Use your crayons to draw a jail with Jimmy Hoffa inside. Now draw one without Jimmy Hoffa inside.

With flour and water and strips of ripped-up newspaper, build a model of President Nixon and of his national-security adviser, Henry Kissinger. Have your new dolls make sophisticated chitchat about silly things Daniel Ellsberg said on the telephone when he didn't think they were listening. Pretend your Nixon and Kissinger dolls are kneeling in prayer. What do you suppose they're praying for?

ASK NIPPER AND CHIPPER, THE CARTOON MORALIST BEAVERS
Nipper (voice of Cyndi Lauper) says, "Don't be a prig. You don't have to share a guy's politics to share a beer." (Nipper is the worldly one.) "Everybody makes mistakes. I'll bet there's plenty of stuff in your past you're not so proud of. Wait, there's the doorbell. It's Dick! Come into my lodge, pal. And look who he's brought - Attila! He scourged the known world. But hey, let bygones be bygones. Let's not dwell on the past. And look who else is here - enteric parasites! They've laid waste millions. But what could they do? Bacteria got to swim, viruses got to fly. Besides, being nice to R.N. creates a lot of jobs."

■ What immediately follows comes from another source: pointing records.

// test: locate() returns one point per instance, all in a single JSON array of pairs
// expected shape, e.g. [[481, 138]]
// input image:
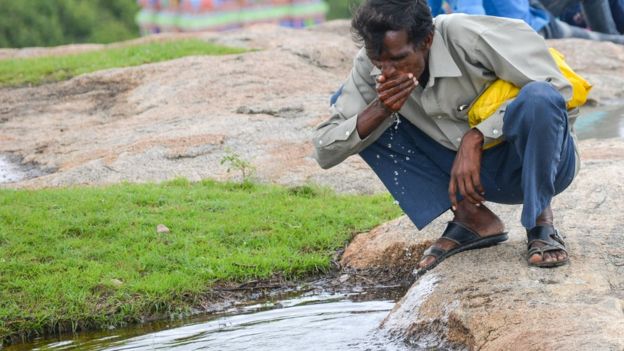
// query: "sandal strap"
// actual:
[[459, 233], [434, 252], [546, 248], [546, 235]]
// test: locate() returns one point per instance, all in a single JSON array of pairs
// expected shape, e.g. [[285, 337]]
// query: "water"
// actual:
[[12, 170], [315, 321], [601, 122]]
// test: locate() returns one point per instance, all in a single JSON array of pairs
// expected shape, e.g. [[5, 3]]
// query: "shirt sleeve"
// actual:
[[517, 54], [337, 138]]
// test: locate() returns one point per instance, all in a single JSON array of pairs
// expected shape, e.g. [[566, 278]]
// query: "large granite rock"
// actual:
[[179, 118], [490, 299]]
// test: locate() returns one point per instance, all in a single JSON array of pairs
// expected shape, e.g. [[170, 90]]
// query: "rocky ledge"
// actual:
[[179, 118]]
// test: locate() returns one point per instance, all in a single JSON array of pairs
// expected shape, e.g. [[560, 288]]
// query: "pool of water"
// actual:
[[12, 170], [312, 321], [601, 122]]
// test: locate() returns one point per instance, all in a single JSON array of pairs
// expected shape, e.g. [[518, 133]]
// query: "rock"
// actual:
[[490, 299], [162, 121], [162, 229], [177, 119]]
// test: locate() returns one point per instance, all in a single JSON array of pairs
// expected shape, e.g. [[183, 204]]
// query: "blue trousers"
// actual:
[[536, 161]]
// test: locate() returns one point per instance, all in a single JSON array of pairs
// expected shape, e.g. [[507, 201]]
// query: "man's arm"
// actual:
[[515, 53], [361, 114]]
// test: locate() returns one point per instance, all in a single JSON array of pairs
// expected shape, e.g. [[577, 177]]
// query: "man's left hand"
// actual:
[[465, 174]]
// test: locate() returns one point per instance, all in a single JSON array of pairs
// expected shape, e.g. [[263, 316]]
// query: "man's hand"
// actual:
[[392, 95], [465, 174], [393, 92]]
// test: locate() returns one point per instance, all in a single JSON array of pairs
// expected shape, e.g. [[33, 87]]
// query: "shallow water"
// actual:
[[313, 321], [601, 122], [9, 171], [12, 170]]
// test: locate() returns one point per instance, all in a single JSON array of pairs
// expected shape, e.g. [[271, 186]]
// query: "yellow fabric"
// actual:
[[500, 91]]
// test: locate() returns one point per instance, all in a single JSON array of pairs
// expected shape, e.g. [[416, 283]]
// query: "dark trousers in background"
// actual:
[[536, 162]]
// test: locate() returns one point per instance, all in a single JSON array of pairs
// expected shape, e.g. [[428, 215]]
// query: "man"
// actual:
[[404, 106], [542, 15]]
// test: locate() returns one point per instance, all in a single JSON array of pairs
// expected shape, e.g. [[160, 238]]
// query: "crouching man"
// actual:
[[405, 107]]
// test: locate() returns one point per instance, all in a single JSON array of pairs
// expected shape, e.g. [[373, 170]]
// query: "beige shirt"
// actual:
[[467, 54]]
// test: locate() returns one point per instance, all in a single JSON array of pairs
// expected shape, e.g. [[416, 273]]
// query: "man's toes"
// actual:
[[426, 262], [536, 258]]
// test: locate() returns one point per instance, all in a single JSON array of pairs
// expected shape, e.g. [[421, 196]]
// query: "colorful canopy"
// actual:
[[198, 15]]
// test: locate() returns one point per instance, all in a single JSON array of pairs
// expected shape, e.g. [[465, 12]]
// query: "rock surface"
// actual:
[[180, 118], [490, 300]]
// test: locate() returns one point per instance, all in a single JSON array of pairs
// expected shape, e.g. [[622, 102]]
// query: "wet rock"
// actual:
[[489, 299], [162, 121]]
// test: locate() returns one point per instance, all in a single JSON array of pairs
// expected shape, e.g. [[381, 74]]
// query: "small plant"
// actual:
[[235, 162]]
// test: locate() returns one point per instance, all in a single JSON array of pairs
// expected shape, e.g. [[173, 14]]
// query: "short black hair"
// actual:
[[374, 18]]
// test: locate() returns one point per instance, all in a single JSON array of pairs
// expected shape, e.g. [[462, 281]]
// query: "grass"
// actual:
[[91, 257], [39, 70]]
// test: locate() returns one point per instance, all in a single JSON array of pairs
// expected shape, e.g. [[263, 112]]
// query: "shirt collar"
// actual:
[[441, 64]]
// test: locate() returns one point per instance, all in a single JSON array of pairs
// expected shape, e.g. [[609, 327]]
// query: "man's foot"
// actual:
[[479, 219], [550, 257]]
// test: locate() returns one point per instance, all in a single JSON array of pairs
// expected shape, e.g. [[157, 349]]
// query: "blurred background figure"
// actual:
[[199, 15], [583, 14], [537, 15]]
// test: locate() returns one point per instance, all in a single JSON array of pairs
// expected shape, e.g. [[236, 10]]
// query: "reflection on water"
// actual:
[[310, 322], [11, 170], [600, 122]]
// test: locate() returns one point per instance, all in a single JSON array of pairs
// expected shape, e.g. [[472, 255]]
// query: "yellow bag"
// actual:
[[500, 91]]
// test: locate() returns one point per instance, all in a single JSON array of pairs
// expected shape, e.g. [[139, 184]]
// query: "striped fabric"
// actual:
[[199, 15]]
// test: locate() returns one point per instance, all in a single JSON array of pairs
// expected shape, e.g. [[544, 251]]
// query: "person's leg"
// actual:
[[599, 17], [557, 29], [617, 10], [558, 7], [415, 170], [536, 125]]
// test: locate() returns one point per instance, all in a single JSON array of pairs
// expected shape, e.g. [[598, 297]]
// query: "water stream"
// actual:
[[311, 321]]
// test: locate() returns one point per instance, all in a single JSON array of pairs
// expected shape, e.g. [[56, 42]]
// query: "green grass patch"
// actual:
[[91, 257], [39, 70]]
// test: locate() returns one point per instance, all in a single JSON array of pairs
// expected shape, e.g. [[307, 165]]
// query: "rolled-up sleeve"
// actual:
[[337, 138], [523, 60]]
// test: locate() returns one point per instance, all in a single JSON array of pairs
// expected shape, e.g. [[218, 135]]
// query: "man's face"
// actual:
[[400, 57]]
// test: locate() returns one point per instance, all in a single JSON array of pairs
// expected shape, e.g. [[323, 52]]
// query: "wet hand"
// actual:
[[393, 92], [465, 173]]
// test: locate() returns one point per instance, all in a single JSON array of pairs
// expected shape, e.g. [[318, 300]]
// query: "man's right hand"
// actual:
[[393, 92], [392, 95]]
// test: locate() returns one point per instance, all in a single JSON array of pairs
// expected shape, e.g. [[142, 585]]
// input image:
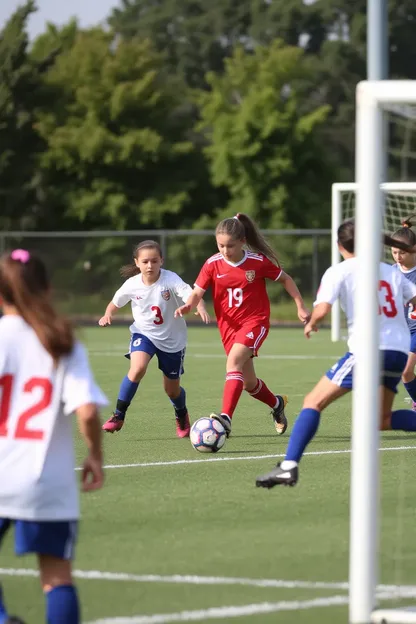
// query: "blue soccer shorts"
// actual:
[[171, 364], [57, 538], [392, 365]]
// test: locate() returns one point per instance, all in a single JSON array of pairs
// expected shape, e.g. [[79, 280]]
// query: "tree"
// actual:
[[118, 150], [262, 150], [20, 93]]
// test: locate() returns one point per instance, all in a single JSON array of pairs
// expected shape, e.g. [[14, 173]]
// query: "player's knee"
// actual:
[[136, 373], [385, 421], [408, 375]]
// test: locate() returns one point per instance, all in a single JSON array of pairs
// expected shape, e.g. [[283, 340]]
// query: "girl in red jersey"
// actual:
[[242, 307]]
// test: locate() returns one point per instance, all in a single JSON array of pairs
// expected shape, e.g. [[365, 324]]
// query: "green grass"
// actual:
[[207, 518]]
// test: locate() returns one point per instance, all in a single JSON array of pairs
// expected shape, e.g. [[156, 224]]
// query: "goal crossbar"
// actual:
[[372, 98]]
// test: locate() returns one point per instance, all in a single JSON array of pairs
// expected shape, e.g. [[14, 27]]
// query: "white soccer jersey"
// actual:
[[153, 309], [37, 465], [394, 290]]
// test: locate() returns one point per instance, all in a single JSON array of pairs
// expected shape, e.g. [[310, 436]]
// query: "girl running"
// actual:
[[153, 293], [237, 276], [406, 264], [44, 378], [339, 282]]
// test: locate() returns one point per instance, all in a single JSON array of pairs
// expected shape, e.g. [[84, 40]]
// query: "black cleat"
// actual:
[[225, 421], [278, 413], [278, 476]]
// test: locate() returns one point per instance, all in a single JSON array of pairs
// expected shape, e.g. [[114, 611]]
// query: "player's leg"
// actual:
[[237, 357], [336, 382], [408, 377], [54, 543], [394, 366], [141, 352], [258, 390]]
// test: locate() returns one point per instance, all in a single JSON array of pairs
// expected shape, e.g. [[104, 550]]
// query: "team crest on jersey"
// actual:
[[165, 294]]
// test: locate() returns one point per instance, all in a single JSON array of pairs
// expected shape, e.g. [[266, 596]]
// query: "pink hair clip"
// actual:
[[21, 255]]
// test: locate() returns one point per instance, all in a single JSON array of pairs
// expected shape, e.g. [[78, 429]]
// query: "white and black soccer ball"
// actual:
[[207, 435]]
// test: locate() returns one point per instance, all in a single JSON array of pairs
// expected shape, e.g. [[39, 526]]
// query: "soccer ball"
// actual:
[[207, 435]]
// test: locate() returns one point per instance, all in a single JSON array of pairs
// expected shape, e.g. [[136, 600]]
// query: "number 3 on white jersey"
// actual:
[[235, 297]]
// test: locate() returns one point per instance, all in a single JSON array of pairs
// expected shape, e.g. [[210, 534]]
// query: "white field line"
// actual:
[[119, 353], [180, 462], [384, 591], [227, 612]]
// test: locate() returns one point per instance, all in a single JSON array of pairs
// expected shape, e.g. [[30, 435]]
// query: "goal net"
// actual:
[[399, 200]]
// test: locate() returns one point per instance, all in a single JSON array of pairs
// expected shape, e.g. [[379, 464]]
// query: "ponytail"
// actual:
[[242, 227], [130, 270], [24, 284]]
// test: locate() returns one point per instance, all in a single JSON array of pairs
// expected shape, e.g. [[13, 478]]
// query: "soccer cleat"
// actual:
[[113, 424], [278, 476], [183, 426], [278, 413], [225, 421]]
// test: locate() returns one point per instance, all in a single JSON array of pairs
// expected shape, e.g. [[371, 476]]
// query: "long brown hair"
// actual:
[[346, 236], [405, 233], [242, 227], [130, 270], [24, 283]]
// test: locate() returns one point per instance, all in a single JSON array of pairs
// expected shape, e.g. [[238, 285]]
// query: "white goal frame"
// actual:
[[372, 97], [336, 214]]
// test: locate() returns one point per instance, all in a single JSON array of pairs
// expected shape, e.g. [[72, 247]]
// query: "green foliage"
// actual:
[[260, 147], [118, 155]]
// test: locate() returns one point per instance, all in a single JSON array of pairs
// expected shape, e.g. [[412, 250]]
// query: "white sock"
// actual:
[[288, 464]]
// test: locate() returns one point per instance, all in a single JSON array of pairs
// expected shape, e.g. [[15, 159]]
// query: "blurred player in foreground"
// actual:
[[153, 293], [406, 264], [237, 276], [44, 378], [339, 282]]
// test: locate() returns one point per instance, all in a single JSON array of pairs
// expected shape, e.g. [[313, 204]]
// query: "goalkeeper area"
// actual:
[[176, 536]]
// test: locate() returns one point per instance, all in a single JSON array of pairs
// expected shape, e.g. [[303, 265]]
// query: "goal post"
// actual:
[[399, 202], [372, 99]]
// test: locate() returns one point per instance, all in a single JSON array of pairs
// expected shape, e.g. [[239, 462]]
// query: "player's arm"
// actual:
[[90, 428], [291, 288], [120, 299], [192, 302]]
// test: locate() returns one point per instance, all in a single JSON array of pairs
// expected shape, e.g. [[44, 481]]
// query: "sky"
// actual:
[[88, 12]]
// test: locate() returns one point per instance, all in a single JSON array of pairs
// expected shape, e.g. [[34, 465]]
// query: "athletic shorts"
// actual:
[[171, 364], [249, 336], [56, 539], [393, 364]]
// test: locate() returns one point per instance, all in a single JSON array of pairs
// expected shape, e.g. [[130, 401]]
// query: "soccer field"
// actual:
[[179, 536]]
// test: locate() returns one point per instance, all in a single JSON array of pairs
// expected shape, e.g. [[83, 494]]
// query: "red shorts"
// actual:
[[249, 336]]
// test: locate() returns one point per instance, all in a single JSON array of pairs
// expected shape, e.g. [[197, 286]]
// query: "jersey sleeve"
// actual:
[[270, 270], [329, 288], [181, 288], [79, 387], [122, 296], [205, 276], [409, 289]]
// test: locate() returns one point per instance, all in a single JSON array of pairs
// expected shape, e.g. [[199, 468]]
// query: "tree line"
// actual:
[[180, 112]]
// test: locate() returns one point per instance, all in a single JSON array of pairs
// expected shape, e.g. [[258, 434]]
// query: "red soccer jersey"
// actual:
[[239, 290]]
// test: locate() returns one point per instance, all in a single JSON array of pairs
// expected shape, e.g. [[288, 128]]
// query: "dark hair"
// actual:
[[242, 227], [405, 233], [346, 234], [24, 283], [130, 270]]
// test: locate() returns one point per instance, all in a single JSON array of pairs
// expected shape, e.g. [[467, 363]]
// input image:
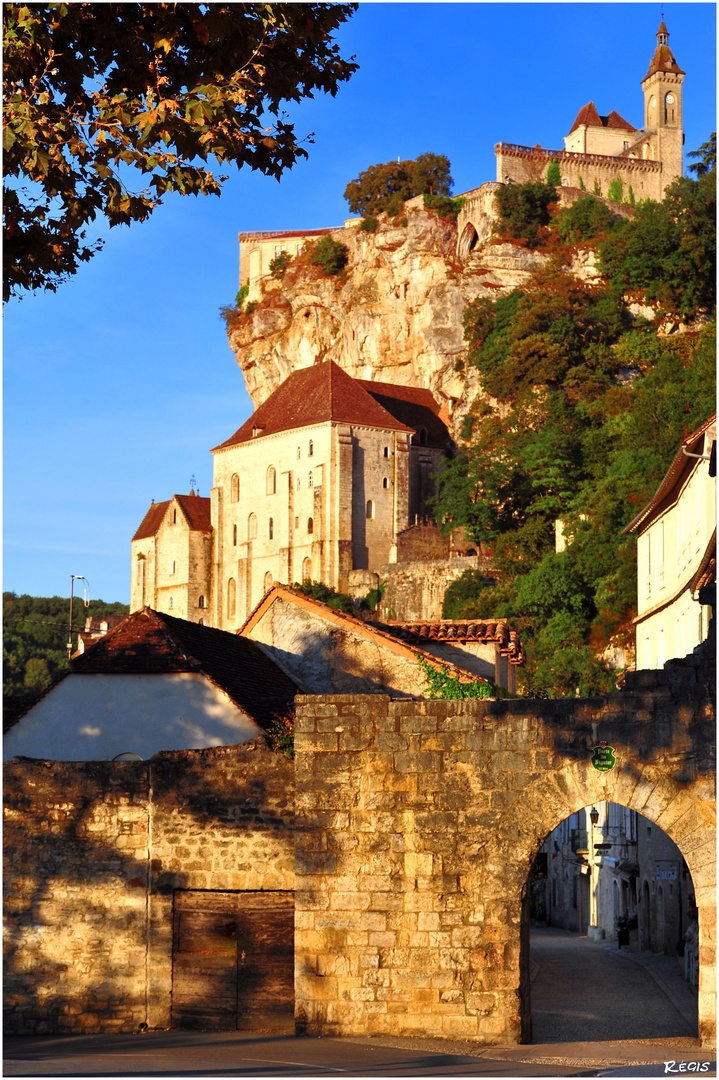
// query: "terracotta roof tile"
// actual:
[[152, 643], [315, 395], [491, 631]]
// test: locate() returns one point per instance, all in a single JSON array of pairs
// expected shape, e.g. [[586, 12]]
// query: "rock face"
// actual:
[[395, 315]]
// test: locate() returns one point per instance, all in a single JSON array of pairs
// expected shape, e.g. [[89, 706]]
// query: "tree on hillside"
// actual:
[[96, 91], [387, 186]]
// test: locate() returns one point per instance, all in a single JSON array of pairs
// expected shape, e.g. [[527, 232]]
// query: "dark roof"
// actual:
[[412, 406], [680, 464], [152, 643], [194, 508], [588, 116], [314, 395], [490, 631]]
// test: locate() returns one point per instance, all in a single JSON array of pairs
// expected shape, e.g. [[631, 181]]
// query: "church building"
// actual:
[[319, 482]]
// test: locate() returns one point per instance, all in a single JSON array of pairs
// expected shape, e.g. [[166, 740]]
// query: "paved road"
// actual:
[[588, 991]]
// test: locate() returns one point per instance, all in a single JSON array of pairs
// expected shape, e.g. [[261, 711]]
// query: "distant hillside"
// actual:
[[35, 643]]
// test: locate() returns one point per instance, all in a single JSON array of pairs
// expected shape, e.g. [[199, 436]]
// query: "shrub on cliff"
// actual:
[[382, 188]]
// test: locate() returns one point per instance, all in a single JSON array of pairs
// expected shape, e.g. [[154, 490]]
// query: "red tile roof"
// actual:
[[412, 406], [314, 395], [152, 643], [194, 508], [491, 631], [587, 116]]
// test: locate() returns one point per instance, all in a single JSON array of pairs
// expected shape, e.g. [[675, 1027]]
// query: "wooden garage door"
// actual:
[[233, 960]]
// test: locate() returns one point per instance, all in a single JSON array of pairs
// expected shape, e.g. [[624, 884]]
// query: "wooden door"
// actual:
[[233, 960]]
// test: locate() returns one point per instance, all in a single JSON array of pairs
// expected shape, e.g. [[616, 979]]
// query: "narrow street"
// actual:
[[589, 991]]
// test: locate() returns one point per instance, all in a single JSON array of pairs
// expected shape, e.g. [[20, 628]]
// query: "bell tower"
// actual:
[[662, 88]]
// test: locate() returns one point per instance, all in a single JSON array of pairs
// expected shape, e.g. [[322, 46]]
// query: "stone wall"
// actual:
[[417, 826], [94, 852]]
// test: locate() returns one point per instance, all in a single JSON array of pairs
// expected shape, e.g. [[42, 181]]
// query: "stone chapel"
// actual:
[[320, 481]]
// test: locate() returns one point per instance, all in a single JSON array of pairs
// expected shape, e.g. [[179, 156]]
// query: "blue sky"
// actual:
[[117, 386]]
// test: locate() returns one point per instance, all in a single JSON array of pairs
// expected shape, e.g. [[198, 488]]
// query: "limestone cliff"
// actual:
[[395, 315]]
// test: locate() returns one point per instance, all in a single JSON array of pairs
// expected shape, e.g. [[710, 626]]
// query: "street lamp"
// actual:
[[594, 931]]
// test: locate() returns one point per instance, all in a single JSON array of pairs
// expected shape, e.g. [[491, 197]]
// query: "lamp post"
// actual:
[[594, 931]]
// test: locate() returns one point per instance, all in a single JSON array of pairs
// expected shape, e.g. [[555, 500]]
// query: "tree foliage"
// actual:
[[384, 187], [98, 93]]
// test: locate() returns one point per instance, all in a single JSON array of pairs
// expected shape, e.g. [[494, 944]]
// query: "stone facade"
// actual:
[[406, 828]]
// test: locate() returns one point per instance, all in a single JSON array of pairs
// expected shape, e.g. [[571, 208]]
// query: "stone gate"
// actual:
[[406, 829]]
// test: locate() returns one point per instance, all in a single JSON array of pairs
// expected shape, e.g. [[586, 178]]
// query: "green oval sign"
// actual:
[[602, 757]]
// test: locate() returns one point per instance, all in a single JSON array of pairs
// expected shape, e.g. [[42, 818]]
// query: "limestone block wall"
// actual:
[[417, 825], [93, 853]]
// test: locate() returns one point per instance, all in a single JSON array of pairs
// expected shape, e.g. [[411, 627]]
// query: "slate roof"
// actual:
[[492, 631], [315, 395], [195, 509], [680, 464], [152, 643], [588, 116], [412, 406]]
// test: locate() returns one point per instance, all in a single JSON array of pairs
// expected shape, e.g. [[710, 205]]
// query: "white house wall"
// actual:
[[95, 717]]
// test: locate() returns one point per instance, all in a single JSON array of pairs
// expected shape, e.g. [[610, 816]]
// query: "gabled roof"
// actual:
[[489, 632], [195, 509], [372, 633], [412, 406], [588, 117], [152, 643], [315, 395], [680, 464]]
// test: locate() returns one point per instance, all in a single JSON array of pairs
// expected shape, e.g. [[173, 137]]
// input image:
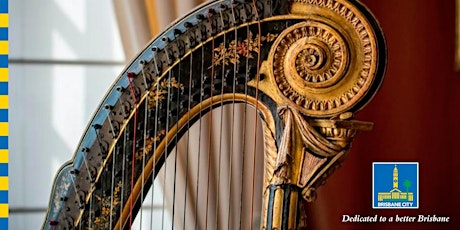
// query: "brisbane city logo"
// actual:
[[395, 185]]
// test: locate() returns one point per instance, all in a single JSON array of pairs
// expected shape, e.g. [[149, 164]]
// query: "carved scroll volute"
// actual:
[[319, 71]]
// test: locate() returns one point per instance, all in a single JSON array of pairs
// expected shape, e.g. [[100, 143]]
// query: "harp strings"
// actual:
[[210, 124], [232, 122], [134, 140]]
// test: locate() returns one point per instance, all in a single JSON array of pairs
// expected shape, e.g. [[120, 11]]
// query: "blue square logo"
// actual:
[[395, 185]]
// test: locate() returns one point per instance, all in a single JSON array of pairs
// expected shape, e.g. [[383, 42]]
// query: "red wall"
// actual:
[[417, 118]]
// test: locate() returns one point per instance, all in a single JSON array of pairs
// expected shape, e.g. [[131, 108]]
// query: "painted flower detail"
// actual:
[[158, 91], [246, 48], [242, 49]]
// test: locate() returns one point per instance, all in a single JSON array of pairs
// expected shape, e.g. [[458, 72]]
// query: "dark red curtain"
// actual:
[[417, 118]]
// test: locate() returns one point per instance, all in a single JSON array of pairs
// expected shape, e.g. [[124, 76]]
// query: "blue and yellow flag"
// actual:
[[3, 114]]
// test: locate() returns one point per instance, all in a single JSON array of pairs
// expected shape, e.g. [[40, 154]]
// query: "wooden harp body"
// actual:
[[305, 66]]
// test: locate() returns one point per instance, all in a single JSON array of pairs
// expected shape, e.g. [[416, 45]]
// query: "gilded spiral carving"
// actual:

Chipper (voice of Danny DeVito) says, "Oh, right - if it happened five minutes ago, it doesn't count." (Chipper is up to here with indignation.) "Hound that evil monster to the grave! And then throw stones at his statue!"

SOME HANDY PHRASES TO CLIP AND CARRY:
For our noble cause, I would accept hors d'oeuvres from the Devil himself.

I'm just here to research this novel I'm writing. A few years from now. I keep a journal. When I remember to write in it.

It's easy to sit on your backside and criticize, but it's darn hard to topple Chile's elected government and dispose of Salvador Allende.

What do you call that jelly stuff? You use it to burn people to bits? It's like Saran Wrap?

WHEN HE REEMERGES
Turn off the lights. Be very quiet. Hope he thinks there's nobody home.

Stand at closed window and mime: We've all got the measles. (Hint: Sounds like "easels;" move your arms like an artist painting at his easel. It also sounds like "weasels;" kill a chicken and drink its blood.)

Say "We're just on our way out. Care to join us? We're going to blow up the neighbors' garage. We don't like their cat."

"I'm sorry; you can't come in. You were bad."